En 1277, il va à Orléans pour étudier le droit civil et canonique. Orléans est connue pour ses écoles de droit, où des Bretons apprennent des lois qui peuvent s’appliquer dans leur État. Erwan maîtrise le Décret de Gratien, un texte clé du droit de l’Église, et le droit romain adapté aux coutumes locales. Il vit simplement, aide d’autres étudiants bretons pauvres et refuse les plaisirs de la vie étudiante. Pendant ces années, la Bretagne reste un duché puissant sous Jean Ier le Roux.
De retour en Bretagne vers 1280, Erwan est ordonné prêtre en 1284 par l’évêque Alain de Bruc à Landreger. Il choisit de rester dans son diocèse natal au lieu de chercher des postes ailleurs. En 1285, il devient recteur de Tredrez, une paroisse côtière du Trégor. Là, il vit parmi les pêcheurs et agriculteurs, prêche en breton pour être compris de tous. Il dénonce les abus des collecteurs d’impôts qui appauvrissent les locaux. La Bretagne affronte alors des tensions : le duché doit équilibrer ses relations diplomatiques avec la France et l’Angleterre, et les impôts pèsent sur le peuple.

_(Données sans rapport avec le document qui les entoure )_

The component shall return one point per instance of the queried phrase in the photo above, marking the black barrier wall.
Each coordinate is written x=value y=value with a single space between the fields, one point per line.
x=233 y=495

Erwan distribue de la nourriture pendant les famines et aide les familles touchées par les épidémies. La même année, il est nommé official, c’est-à-dire juge ecclésiastique, pour le diocèse de Roazhon (Rennes). En 1292, il passe à celui de Landreger. Dans ce rôle, il juge des affaires touchant le mariage, les biens de l’Église et les disputes morales. Il défend toujours les pauvres : veuves, orphelins et paysans bretons contre les seigneurs puissants. Il plaide gratuitement, refusant l’argent des riches pour rester impartial. Ses décisions s’inspirent du droit breton coutumier, qui valorise la communauté sur l’individu. Par exemple, il intervient dans des cas où des nobles essaient de prendre des terres communes aux villages bretons.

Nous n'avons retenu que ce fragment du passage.